It turns out that medical cannabis is proving to be active and beneficial in so many conditions because it provides many cannabinoids of its own to supplement the body’s own supply (which can be deficient for many reasons). The cannabinoids provided by cannabis are known as “phytocannabinoids” with “phyto” referring to the fact that they come from a plant. THC and CBD are the two best known phytocannabinoids, and four others are also under very active study, but that leaves somewhere between 70 and 100 more (estimated) to be better understood over time, plus promising components beyond cannabinoids, which is one main reason whole plant medicine – with its “entourage effect” has the greatest promise in many conditions.
The cannabinoid receptors are divided into two main subtypes, known as CB1 and CB2. They have some similarity, they are mostly differentiated by what tissue or organ system they are associated with in the body.

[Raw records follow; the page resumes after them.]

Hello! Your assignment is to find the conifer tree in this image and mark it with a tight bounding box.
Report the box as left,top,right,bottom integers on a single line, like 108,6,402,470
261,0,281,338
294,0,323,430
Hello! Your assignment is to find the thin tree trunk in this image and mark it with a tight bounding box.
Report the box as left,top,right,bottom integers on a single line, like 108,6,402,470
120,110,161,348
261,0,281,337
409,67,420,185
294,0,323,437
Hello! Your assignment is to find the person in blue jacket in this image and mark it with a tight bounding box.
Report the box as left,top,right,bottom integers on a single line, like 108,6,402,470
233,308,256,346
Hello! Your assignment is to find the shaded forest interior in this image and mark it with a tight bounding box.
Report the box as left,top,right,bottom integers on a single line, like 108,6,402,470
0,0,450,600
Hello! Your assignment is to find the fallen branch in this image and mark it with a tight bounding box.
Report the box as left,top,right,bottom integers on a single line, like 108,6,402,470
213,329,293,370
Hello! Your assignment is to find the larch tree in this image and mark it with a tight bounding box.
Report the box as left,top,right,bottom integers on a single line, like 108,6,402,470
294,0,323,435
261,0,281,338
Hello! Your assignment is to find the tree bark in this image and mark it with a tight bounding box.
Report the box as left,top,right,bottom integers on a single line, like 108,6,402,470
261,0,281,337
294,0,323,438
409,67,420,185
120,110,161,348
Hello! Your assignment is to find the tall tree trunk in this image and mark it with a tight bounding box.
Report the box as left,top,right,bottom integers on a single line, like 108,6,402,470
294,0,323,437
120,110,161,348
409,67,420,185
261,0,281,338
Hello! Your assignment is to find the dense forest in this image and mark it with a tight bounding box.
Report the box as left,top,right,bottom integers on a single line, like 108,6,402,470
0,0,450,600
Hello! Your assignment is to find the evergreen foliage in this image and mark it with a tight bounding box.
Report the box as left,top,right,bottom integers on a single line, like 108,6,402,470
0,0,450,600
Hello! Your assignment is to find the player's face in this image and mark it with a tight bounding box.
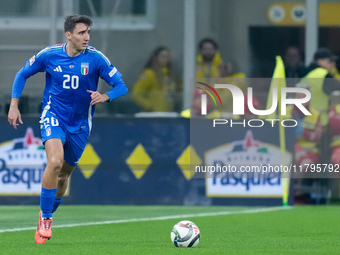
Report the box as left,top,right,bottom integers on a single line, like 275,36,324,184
66,23,90,52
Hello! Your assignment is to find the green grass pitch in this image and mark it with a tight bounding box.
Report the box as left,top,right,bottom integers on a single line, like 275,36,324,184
0,205,340,255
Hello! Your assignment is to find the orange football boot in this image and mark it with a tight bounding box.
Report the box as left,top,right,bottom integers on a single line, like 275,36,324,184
34,211,46,244
39,211,52,239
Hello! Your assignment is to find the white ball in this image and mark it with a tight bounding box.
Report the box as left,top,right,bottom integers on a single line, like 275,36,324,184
170,220,201,247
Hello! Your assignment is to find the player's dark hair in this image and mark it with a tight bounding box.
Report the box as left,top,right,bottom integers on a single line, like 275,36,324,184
64,14,92,33
198,38,218,50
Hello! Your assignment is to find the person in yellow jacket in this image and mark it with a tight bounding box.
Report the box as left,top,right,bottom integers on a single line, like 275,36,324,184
196,38,223,79
300,48,340,127
132,47,179,112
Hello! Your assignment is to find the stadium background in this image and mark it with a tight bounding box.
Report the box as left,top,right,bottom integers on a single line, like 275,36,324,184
0,0,340,205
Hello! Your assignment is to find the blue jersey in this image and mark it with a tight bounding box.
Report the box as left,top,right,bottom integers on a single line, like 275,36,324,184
12,44,127,133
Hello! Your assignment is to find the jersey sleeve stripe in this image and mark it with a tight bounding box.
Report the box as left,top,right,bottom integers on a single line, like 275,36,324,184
36,44,63,57
86,49,111,66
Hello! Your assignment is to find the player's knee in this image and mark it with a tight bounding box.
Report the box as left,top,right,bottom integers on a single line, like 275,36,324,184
58,173,70,184
47,157,63,173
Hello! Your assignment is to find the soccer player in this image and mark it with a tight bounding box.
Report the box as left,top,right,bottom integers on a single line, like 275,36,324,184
8,15,127,244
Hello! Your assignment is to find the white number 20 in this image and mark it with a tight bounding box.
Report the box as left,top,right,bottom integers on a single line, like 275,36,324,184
63,74,79,89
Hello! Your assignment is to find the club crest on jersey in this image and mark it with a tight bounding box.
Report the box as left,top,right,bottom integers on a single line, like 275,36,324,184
81,63,89,75
46,127,52,136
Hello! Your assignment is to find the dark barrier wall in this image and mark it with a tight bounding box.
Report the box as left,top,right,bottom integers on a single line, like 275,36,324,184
0,117,292,205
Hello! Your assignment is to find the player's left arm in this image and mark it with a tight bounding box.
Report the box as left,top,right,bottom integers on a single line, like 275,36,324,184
87,59,128,105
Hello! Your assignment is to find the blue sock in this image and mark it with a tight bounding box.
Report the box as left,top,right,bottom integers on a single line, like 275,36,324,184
52,198,63,213
40,187,57,218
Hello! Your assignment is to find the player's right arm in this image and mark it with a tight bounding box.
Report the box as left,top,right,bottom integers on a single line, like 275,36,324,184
8,51,45,129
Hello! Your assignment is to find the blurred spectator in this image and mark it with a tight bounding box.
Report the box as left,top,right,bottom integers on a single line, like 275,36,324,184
132,47,179,112
215,61,247,113
284,46,306,78
196,38,223,79
286,85,322,203
300,48,340,127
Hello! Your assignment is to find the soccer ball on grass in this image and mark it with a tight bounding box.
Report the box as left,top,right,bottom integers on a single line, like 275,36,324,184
171,220,201,247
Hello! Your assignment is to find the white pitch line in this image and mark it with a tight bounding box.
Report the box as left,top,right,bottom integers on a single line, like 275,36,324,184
0,206,292,233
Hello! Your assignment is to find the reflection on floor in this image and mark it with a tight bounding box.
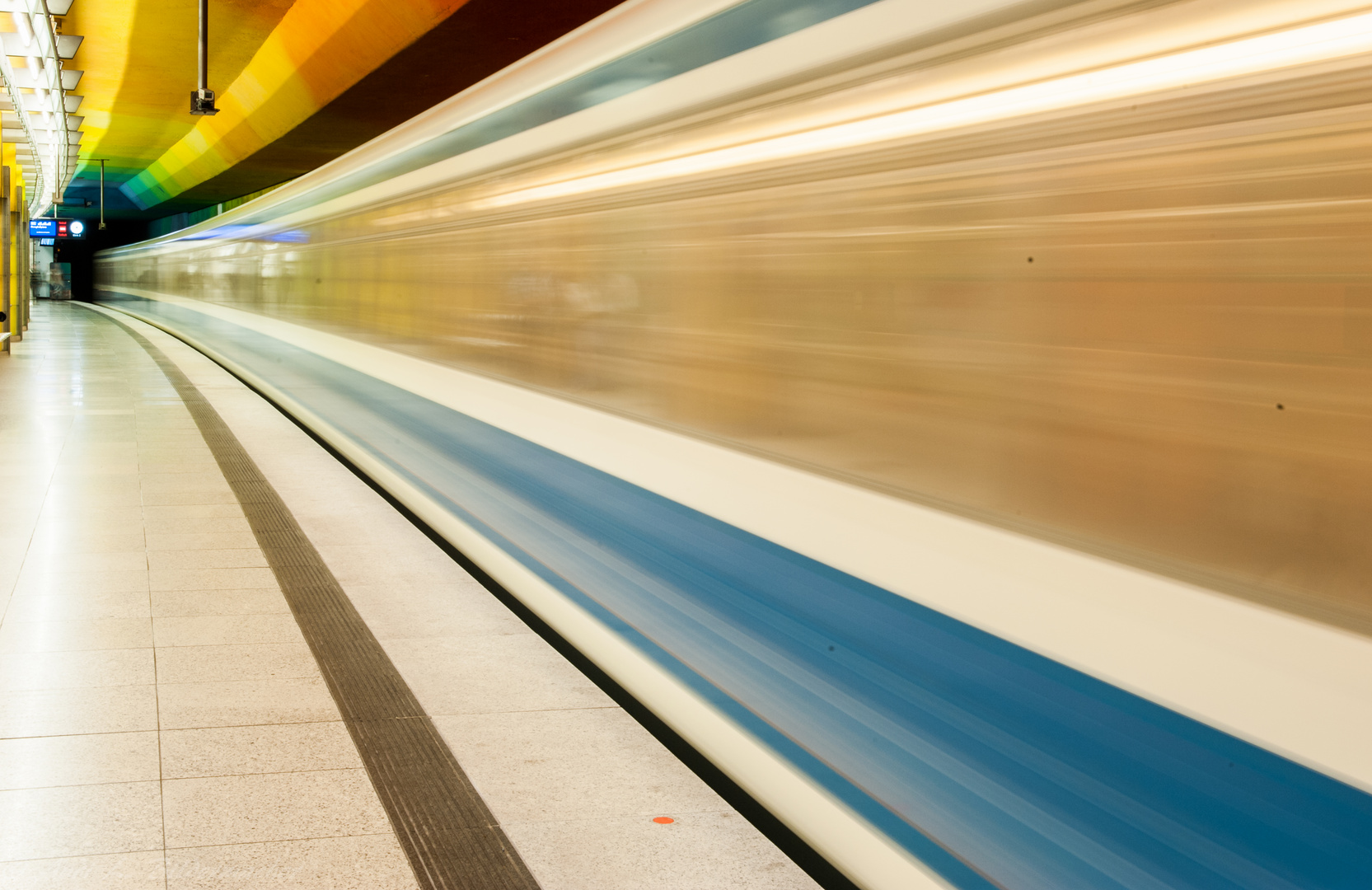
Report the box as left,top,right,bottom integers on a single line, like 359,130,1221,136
0,303,813,890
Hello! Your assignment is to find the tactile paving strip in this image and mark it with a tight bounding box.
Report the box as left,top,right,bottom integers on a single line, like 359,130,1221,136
110,312,538,890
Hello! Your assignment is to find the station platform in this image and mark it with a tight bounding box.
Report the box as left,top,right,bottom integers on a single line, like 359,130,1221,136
0,302,817,890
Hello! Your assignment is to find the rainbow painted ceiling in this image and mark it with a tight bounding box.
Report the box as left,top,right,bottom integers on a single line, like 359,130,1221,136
43,0,615,218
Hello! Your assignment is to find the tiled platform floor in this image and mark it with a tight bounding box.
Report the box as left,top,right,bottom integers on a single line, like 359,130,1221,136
0,303,813,890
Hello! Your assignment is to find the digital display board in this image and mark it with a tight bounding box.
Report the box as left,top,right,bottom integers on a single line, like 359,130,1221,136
29,217,85,239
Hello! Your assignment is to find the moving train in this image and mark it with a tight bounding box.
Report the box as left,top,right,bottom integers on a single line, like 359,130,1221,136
97,0,1372,890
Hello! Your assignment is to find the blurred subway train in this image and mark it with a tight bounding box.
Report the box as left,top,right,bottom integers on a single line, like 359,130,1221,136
97,0,1372,890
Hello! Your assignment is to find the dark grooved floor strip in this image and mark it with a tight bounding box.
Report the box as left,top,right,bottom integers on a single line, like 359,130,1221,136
102,311,538,890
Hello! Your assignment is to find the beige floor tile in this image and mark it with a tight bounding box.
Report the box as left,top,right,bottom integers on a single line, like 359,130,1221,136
162,770,391,847
502,812,817,890
30,525,145,553
157,677,339,729
43,485,143,513
23,547,148,574
0,590,152,622
147,532,258,550
144,513,252,536
347,587,528,639
143,488,239,508
0,782,162,861
152,587,291,619
0,619,152,654
14,569,148,595
143,500,243,521
0,686,157,738
147,545,266,570
148,568,276,590
152,611,305,646
39,500,144,523
382,630,613,716
0,649,155,692
433,708,728,822
162,721,363,779
0,849,166,890
0,731,162,790
141,467,231,491
157,641,320,683
164,834,417,890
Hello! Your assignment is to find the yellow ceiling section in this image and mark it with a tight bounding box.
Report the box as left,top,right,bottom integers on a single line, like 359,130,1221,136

CB1 is found mostly in the brain, with some presence in lung, kidney, liver, fat, heart, muscle, and bone. CB1 receptors are mostly associated with the psychoactive and euphoric aspects of THC. However, CB2 receptors are mostly found within the immune system and blood cells, and secondarily in lesser density within the nervous system, liver, gut, muscle, and bone.

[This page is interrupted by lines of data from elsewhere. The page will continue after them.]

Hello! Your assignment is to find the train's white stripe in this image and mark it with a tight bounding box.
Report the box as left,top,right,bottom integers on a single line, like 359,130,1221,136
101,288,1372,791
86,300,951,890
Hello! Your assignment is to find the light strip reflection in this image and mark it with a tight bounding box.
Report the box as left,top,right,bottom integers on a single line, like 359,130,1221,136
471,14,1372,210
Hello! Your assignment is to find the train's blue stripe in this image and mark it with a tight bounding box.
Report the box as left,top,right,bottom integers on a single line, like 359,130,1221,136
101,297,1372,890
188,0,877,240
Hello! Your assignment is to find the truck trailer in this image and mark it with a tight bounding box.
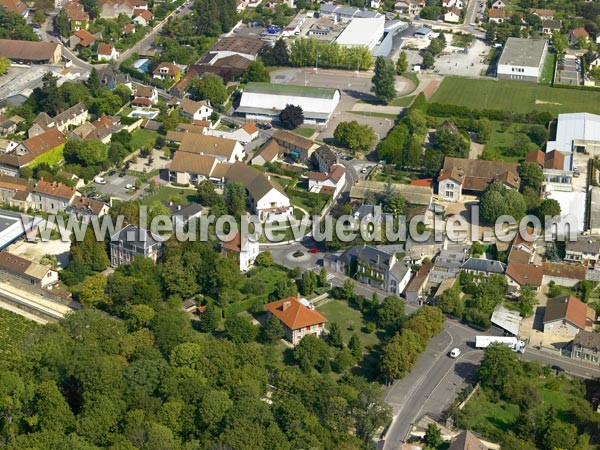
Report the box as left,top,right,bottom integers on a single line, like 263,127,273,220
475,336,525,353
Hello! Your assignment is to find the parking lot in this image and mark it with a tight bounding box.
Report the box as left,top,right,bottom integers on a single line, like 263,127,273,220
271,69,393,145
554,56,581,86
91,172,147,200
435,39,491,77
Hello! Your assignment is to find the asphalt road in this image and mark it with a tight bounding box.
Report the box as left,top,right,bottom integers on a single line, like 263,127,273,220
269,244,600,450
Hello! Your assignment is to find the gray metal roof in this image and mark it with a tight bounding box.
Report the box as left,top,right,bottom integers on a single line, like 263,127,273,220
498,37,546,67
546,113,600,156
565,236,600,254
490,305,522,336
461,258,506,274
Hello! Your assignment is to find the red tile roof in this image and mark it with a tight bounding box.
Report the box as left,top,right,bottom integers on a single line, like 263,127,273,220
73,29,96,47
544,295,588,329
506,262,544,287
0,0,27,14
410,178,433,188
133,8,154,21
571,27,590,39
242,122,258,135
542,262,587,281
265,297,327,330
33,180,77,200
98,42,114,56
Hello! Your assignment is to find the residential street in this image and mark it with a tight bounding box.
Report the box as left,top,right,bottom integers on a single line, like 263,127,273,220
269,244,600,450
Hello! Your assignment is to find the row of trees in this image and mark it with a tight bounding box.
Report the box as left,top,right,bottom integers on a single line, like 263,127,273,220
288,38,373,70
451,344,598,450
380,306,445,381
0,305,391,450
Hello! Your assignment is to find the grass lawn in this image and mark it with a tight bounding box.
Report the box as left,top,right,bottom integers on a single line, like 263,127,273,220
131,130,158,150
540,52,556,84
483,121,523,162
346,111,400,120
460,376,580,439
390,95,416,108
0,309,39,361
317,300,379,347
144,186,196,205
294,128,315,139
463,390,519,437
431,77,600,114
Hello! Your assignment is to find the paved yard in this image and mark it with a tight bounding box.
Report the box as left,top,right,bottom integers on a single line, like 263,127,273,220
271,69,400,145
435,39,491,77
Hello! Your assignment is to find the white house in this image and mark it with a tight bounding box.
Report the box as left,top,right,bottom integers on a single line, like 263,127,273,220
206,122,258,145
221,233,259,272
169,151,219,185
444,6,460,23
237,82,340,124
442,0,464,9
0,252,59,288
308,164,346,198
176,133,246,163
544,296,593,337
497,37,548,83
225,162,292,220
98,42,119,61
265,297,327,345
179,98,213,120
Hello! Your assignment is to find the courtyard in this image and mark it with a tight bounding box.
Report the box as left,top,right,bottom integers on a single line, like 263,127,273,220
271,68,413,142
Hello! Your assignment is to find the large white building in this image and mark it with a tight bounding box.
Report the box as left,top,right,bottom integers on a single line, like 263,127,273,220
497,37,548,83
546,113,600,158
237,83,340,124
336,16,385,50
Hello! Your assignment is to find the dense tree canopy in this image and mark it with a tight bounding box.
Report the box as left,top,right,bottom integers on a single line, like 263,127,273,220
333,120,377,151
372,56,396,102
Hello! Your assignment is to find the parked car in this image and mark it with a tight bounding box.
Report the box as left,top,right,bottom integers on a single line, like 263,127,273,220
449,347,461,359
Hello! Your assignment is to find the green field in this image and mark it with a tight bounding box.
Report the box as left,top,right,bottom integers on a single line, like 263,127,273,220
294,128,315,139
459,376,581,440
0,309,40,361
144,186,196,205
540,53,556,84
130,130,158,150
431,77,600,114
317,300,379,347
482,121,540,162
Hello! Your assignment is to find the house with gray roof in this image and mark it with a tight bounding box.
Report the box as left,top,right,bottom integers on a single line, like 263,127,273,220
496,37,548,83
428,250,467,287
565,236,600,266
460,258,506,278
323,246,412,295
110,224,163,267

In each tissue, the cannabinoid system performs different tasks, but the goal is always the same: homeostasis, the maintenance of a stable internal environment despite fluctuations in the external environment.
No two patients or their ECS systems are identical. Cannabis is both in some cases a truly specialized – and in many cases very broad spectrum – medicine. Varying strains and methods of ingestion can play a factor in optimum health. Patients and health care providers need the ability to find what works best in individual cases.